A Escola Indígena Ʉtapinopona-Tuyuka acabou sendo criada no início dos anos 2000, graças a uma parceria entre lideranças Tuyuka, arregimentadas no âmbito da Associação Escola Indígena Ʉtapinopona-Tuyuka, a Federação das Organizações Indígenas do Alto Rio Negro - FOIRN e o Instituto Socioambiental – ISA. Baseada em um modelo de escola diferenciada que buscava valorizar a identidade Tuyuka, principalmente por meio da difusão do conhecimento aos jovens a partir da língua Tuyuka, a Escola Tuyuka passou a colocar os nirõmakañe, isto é, aos saberes mais importantes, como o cerne do ensino (REZENDE, 2005, p. 182). A Escola Tuyuka passou, inclusive, em 2005, a oferecer até o ensino médio. Além da contribuição no âmbito do ensino, destaca-se o relevante trabalho dos colaboradores da Escola Tuyuka na produção de publicações as mais diversas que servem como um acervo cultural da etnia Tuyuka (VLCEK, 2017).
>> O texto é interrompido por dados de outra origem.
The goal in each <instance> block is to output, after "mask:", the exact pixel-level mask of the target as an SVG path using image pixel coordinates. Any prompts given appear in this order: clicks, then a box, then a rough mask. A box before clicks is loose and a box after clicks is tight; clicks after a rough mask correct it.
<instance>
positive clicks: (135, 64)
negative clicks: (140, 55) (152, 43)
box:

No contexto dos Tuyuka do Tupé, é relevante o fato de que alguns jovens, com destaque para Ivan, filho de Quintino, a liderança do grupo local, tenham cursado todo o ensino médio na Escola Tuyuka. O próprio Ivan diz que ter estudado na Escola Tuyuka permitiu que ele conhecesse em maior profundidade a sua língua e a sua cultura e se mantivesse próximo aos seus familiares. Lamenta, por outro lado, que seu diploma de ensino médio não tenha sido reconhecido pelo Ministério da Educação – MEC. Entre esses jovens do Tupé, não foi constatado que há consenso com relação aos benefícios da metodologia de ensino da Escola Tuyuka. Sempre que perguntados, havia frequente ambivalência nas opiniões.